Reputation: 3
I have a pandas df where each column have some numerical values, followed by some NaNs. The number of values and NaNs differ between columns. I want to append a single value at 'first non-NaN position' in a specific column.

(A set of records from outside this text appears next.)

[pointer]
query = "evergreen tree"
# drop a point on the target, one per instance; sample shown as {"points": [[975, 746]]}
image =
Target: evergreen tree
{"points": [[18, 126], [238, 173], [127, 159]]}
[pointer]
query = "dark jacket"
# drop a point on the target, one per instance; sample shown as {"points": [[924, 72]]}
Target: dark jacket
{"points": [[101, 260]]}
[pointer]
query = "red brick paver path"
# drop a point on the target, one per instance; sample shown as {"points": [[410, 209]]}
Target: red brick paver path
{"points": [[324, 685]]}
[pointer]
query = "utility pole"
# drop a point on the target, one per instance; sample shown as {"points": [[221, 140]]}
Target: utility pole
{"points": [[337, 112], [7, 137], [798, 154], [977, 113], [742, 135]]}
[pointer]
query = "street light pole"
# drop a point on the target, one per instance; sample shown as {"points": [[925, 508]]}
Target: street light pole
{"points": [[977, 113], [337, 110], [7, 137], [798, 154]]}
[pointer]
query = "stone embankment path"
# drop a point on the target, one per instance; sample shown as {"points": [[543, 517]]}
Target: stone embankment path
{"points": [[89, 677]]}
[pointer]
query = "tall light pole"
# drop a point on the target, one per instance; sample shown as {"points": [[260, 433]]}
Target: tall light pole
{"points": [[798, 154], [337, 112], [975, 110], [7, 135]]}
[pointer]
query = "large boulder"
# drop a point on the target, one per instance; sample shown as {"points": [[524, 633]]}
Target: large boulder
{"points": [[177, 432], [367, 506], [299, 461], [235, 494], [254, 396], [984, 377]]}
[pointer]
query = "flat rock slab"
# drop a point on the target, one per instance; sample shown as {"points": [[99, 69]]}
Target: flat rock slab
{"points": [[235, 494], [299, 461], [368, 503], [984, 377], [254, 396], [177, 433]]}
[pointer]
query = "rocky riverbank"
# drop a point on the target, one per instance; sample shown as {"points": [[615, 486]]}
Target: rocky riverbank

My pandas df looks something like this:
A B C D
0 5 7 2 3
1 2 1 NaN 4
2 4 6 NaN 5
3 NaN 4 NaN 6
4 NaN 3 NaN NaN
5 NaN NaN NaN NaN
I want to add ("append") a value at the bottom of a specific column, for instance, I want to change the first 'NaN' in column 'A' to the value '3'. The desired outcome should be:
A B C D
0 5 7 2 3
1 2 1 NaN 4
2 4 6 NaN 5
3 3 4 NaN 6
4 NaN 3 NaN NaN
5 NaN NaN NaN NaN
I would like to use 'append', but it's deprecated. I have tried 'concat', but I don't want a whole new row, just append a single value at the bottom of a single column.
Upvotes: 0
Views: 30
Reputation: 33145
The opposite of what you want is Series.first_valid_index()
(find the first non-missing value). Pandas doesn't have a "first_invalid_index" (to find the first missing value), but we can use .shift()
and .last_valid_index()
to accomplish the same thing in this case.
col = 'A'
first_invalid_index = df[col].shift().last_valid_index()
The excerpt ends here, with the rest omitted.